3) Auxilium Pharmaceuticals Inc. (NASDAQ:AUXL)

Sector Healthcare
Industry Drug Related Products
Market Cap $1.15B
Beta 0.75

AUXL stock chart

Key Metrics

Current Ratio 2.67
Quick Ratio 2.48
5-Year Projected Earnings Per Share Growth Rate 30.00%
Short Interest 7.37%

Auxilium Pharmaceuticals, Inc., a specialty biopharmaceutical company, together with its subsidiaries, engages in developing and marketing pharmaceutical products primarily in the United States. It markets Testim, a testosterone gel for the treatment of hypogonadism; and XIAFLEX (collagenase clostridium histolyticum), an injectable collagenase enzyme for the treatment of Dupuytren's contracture in adult patients with a palpable cord. The company sells its products to wholesale drug distributors, specialty pharmacies, specialty distributors, and chain drug stores. Auxilium Pharmaceuticals, Inc. was founded in 1999 and is headquartered in Malvern, Pennsylvania.

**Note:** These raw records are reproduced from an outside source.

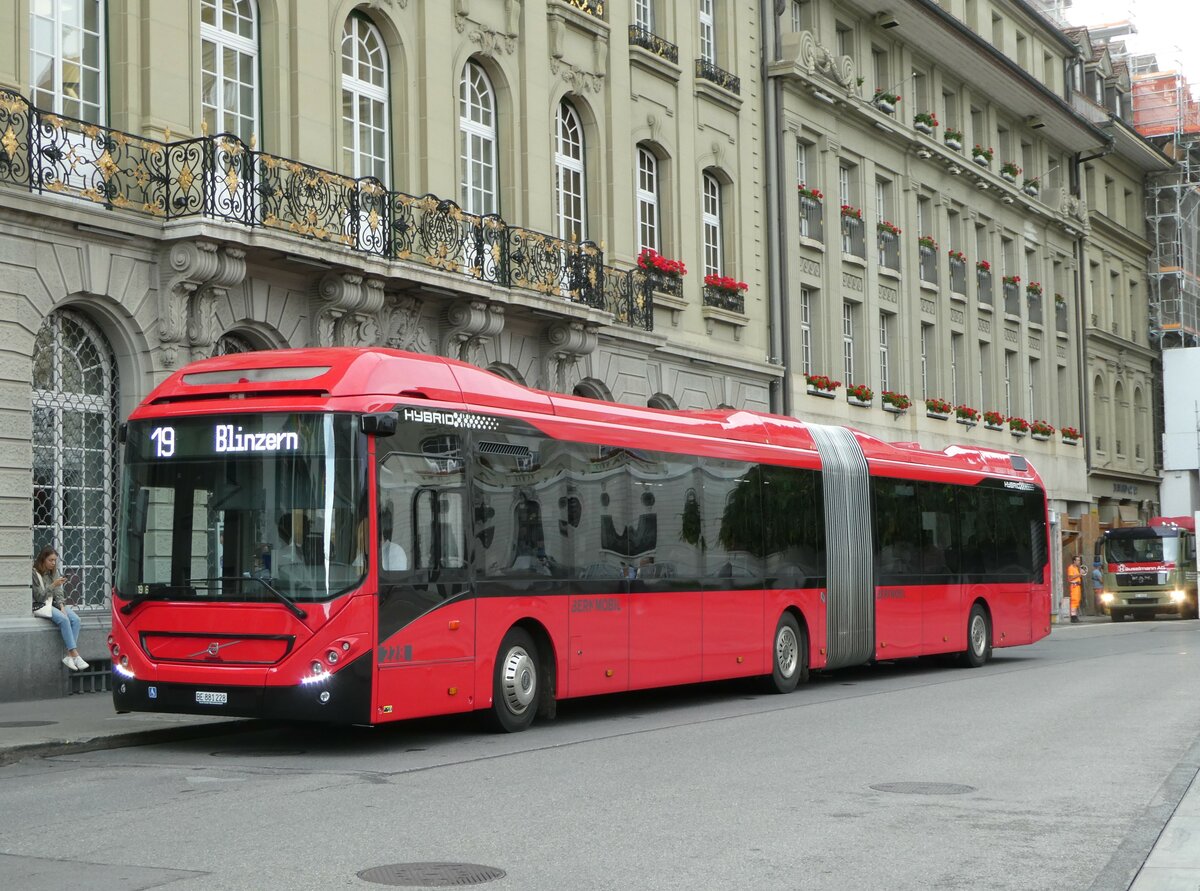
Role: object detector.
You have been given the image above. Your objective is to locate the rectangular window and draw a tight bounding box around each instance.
[950,333,966,406]
[1004,349,1016,415]
[800,288,812,375]
[920,324,934,399]
[702,174,721,275]
[700,0,716,65]
[634,0,654,34]
[841,301,854,385]
[880,312,892,390]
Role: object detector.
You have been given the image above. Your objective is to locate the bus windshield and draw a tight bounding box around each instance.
[1104,533,1180,563]
[116,413,368,615]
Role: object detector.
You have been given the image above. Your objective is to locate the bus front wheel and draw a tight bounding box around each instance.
[492,628,541,734]
[962,603,991,668]
[768,612,808,693]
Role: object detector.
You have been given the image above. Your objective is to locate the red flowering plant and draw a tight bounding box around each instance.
[804,375,841,393]
[704,273,750,294]
[846,383,875,402]
[796,183,824,201]
[637,247,688,279]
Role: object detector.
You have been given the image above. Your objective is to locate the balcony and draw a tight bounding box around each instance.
[976,269,992,306]
[629,25,679,65]
[704,285,746,315]
[696,59,742,96]
[0,90,650,328]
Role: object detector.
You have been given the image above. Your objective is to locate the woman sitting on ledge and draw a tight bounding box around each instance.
[34,545,88,671]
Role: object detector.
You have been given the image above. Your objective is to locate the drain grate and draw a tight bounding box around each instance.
[0,720,59,728]
[359,863,505,887]
[871,783,976,795]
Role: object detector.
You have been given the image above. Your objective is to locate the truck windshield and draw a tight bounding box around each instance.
[116,413,370,603]
[1104,533,1180,563]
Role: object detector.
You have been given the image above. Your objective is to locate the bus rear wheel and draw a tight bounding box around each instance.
[491,628,541,734]
[767,612,809,693]
[961,603,991,668]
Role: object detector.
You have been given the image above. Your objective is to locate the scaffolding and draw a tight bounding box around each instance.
[1133,71,1200,349]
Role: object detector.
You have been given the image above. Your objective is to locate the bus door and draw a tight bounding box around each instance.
[872,477,926,659]
[376,424,475,718]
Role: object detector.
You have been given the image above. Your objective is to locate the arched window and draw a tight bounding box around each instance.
[554,98,587,241]
[701,173,724,275]
[212,333,257,355]
[342,14,391,185]
[30,310,118,606]
[29,0,108,124]
[458,62,500,214]
[637,145,662,252]
[200,0,258,144]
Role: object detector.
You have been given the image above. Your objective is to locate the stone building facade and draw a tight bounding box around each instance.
[0,0,780,638]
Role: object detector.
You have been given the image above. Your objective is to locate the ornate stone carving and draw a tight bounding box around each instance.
[440,298,504,365]
[383,294,432,353]
[158,240,246,369]
[550,56,604,92]
[312,273,384,347]
[540,319,598,393]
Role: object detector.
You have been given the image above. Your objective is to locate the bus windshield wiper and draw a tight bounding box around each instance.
[221,575,308,618]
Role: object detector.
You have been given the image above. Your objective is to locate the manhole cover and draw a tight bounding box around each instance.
[0,720,59,726]
[871,783,976,795]
[359,863,505,887]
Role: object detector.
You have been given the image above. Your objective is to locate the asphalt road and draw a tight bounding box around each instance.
[0,620,1200,891]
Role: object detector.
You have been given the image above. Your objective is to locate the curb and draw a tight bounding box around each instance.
[0,718,266,767]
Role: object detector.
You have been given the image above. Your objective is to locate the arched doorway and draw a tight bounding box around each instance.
[30,310,119,608]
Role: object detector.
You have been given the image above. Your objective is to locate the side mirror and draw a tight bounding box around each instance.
[359,412,396,436]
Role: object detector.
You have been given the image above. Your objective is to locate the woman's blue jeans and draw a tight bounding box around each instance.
[50,606,79,650]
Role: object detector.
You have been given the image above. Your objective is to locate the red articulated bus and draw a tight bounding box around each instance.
[109,349,1050,731]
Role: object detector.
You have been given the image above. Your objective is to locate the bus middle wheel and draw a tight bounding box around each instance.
[492,628,541,734]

*Company profiles were sourced from Google Finance and Yahoo Finance. Financial data was sourced from Finviz on 09/18/2012.

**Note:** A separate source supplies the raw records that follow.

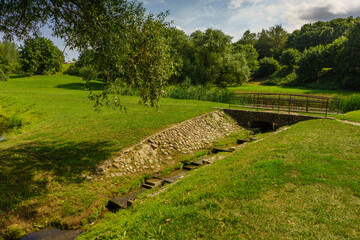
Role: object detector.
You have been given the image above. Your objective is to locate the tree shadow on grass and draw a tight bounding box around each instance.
[0,141,111,214]
[56,82,104,91]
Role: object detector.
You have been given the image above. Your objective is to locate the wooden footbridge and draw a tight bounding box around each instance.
[229,92,340,116]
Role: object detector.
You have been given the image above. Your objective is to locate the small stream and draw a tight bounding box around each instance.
[0,115,8,142]
[21,228,82,240]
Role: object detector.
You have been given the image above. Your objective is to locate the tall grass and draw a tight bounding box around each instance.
[340,93,360,113]
[166,86,230,103]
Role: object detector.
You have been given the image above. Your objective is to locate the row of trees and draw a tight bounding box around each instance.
[0,37,65,81]
[0,0,358,105]
[71,14,359,93]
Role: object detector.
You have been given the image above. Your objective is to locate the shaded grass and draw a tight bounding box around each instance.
[0,74,229,235]
[79,120,360,239]
[335,111,360,122]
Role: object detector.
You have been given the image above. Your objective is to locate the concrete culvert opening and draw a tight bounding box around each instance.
[249,121,276,132]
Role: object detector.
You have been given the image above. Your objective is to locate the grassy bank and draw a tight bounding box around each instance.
[79,120,360,239]
[0,74,225,235]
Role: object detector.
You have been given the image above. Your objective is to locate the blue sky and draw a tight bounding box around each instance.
[6,0,360,60]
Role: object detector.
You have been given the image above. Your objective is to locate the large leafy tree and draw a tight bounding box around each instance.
[190,29,250,86]
[20,37,64,74]
[0,0,172,105]
[166,27,195,84]
[236,29,258,45]
[336,20,360,90]
[296,45,325,82]
[232,42,259,73]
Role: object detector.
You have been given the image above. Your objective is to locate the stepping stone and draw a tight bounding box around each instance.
[183,164,199,171]
[236,139,251,144]
[106,188,146,212]
[145,178,164,187]
[141,183,154,189]
[212,148,234,153]
[191,159,204,166]
[203,156,219,164]
[158,170,187,183]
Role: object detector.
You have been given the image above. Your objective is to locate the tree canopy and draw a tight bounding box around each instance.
[20,37,65,75]
[0,0,172,105]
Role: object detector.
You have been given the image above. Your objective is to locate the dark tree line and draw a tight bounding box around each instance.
[0,0,359,97]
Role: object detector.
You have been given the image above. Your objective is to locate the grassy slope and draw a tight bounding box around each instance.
[0,74,225,235]
[79,120,360,239]
[229,84,353,96]
[335,110,360,122]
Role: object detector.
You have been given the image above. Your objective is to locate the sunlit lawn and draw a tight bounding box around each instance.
[0,74,225,234]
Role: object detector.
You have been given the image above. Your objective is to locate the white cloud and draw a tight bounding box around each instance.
[228,0,360,36]
[229,0,262,9]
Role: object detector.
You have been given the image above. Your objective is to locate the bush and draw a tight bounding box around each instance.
[8,114,23,129]
[256,57,280,77]
[264,71,298,86]
[280,48,301,69]
[296,45,325,82]
[0,68,9,82]
[340,93,360,113]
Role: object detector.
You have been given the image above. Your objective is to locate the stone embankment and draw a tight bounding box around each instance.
[93,111,245,178]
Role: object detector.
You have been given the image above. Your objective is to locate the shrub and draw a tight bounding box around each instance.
[264,71,298,86]
[8,114,23,129]
[0,68,9,82]
[296,45,325,82]
[257,57,280,76]
[280,48,301,69]
[340,93,360,113]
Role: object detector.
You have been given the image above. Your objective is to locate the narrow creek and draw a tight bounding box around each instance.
[0,115,8,142]
[22,123,277,240]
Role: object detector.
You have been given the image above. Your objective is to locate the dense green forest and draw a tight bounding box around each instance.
[0,17,360,91]
[68,17,360,90]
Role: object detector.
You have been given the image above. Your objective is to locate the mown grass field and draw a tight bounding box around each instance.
[0,74,225,236]
[79,120,360,239]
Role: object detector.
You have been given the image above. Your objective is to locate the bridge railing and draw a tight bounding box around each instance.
[229,92,340,116]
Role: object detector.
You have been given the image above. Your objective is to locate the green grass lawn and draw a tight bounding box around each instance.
[335,111,360,122]
[0,74,226,235]
[79,120,360,239]
[228,83,353,96]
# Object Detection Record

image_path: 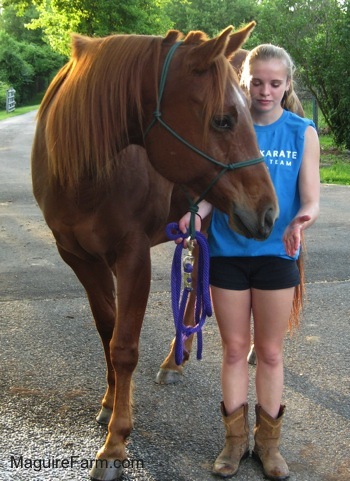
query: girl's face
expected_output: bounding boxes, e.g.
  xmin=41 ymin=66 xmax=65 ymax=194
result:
xmin=250 ymin=59 xmax=290 ymax=115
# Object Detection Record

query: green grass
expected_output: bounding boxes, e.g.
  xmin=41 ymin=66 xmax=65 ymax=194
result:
xmin=320 ymin=163 xmax=350 ymax=185
xmin=0 ymin=104 xmax=39 ymax=120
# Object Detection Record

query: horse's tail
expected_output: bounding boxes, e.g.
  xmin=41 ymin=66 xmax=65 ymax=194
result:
xmin=289 ymin=232 xmax=306 ymax=332
xmin=38 ymin=60 xmax=73 ymax=119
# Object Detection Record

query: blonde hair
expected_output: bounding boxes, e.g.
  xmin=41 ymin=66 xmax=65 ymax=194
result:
xmin=241 ymin=44 xmax=306 ymax=332
xmin=241 ymin=43 xmax=304 ymax=117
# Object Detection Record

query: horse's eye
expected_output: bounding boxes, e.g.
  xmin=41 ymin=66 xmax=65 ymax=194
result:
xmin=211 ymin=115 xmax=233 ymax=130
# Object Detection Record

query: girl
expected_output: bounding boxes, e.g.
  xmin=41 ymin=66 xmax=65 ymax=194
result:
xmin=179 ymin=44 xmax=320 ymax=480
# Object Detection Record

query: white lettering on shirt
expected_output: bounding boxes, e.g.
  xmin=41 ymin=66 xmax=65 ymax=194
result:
xmin=260 ymin=150 xmax=298 ymax=167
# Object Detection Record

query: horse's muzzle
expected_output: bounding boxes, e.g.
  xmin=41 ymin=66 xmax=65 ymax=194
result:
xmin=232 ymin=202 xmax=278 ymax=241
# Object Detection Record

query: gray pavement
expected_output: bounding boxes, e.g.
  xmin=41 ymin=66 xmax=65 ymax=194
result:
xmin=0 ymin=113 xmax=350 ymax=481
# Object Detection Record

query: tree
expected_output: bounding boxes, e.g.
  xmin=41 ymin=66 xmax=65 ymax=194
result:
xmin=165 ymin=0 xmax=257 ymax=37
xmin=3 ymin=0 xmax=173 ymax=55
xmin=255 ymin=0 xmax=350 ymax=149
xmin=0 ymin=6 xmax=66 ymax=102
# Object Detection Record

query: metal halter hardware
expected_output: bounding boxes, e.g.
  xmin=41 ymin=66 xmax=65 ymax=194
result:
xmin=144 ymin=41 xmax=265 ymax=238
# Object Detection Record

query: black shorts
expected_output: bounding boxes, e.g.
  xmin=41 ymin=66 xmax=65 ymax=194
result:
xmin=210 ymin=256 xmax=300 ymax=291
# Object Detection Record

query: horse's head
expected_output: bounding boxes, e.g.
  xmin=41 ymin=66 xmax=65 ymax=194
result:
xmin=146 ymin=22 xmax=278 ymax=239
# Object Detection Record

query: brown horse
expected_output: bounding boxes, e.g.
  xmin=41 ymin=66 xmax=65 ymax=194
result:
xmin=156 ymin=48 xmax=305 ymax=384
xmin=32 ymin=22 xmax=278 ymax=480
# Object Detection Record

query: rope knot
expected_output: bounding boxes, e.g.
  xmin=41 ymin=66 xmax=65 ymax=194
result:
xmin=166 ymin=221 xmax=212 ymax=366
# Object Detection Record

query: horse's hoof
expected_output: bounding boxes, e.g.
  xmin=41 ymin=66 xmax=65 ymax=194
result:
xmin=247 ymin=346 xmax=256 ymax=366
xmin=96 ymin=406 xmax=113 ymax=426
xmin=156 ymin=368 xmax=182 ymax=384
xmin=90 ymin=459 xmax=123 ymax=481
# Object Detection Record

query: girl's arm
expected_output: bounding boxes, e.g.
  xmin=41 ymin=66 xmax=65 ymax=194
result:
xmin=283 ymin=126 xmax=320 ymax=257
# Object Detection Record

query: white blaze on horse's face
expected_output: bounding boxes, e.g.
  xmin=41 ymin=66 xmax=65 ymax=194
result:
xmin=233 ymin=85 xmax=247 ymax=108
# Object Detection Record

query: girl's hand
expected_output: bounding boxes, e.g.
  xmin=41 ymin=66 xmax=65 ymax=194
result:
xmin=283 ymin=214 xmax=311 ymax=257
xmin=175 ymin=212 xmax=202 ymax=247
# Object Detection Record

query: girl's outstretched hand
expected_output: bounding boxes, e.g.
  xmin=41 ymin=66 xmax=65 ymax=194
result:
xmin=283 ymin=214 xmax=311 ymax=257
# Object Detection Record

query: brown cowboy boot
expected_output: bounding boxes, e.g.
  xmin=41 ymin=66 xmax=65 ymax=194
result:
xmin=252 ymin=404 xmax=289 ymax=481
xmin=213 ymin=402 xmax=249 ymax=478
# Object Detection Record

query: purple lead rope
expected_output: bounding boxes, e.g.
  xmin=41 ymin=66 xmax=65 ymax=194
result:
xmin=166 ymin=223 xmax=212 ymax=366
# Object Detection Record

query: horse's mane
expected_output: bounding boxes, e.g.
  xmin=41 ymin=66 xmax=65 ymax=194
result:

Disclosure: I have no positions in any stocks mentioned, and no plans to initiate any positions within the next 72 hours.

Business relationship disclosure: This article was prepared for ZetaKap Media by one of our full-time analysts. We did not receive compensation for this article (other than from Seeking Alpha), and we have no business relationship with any company whose stock is mentioned in this article.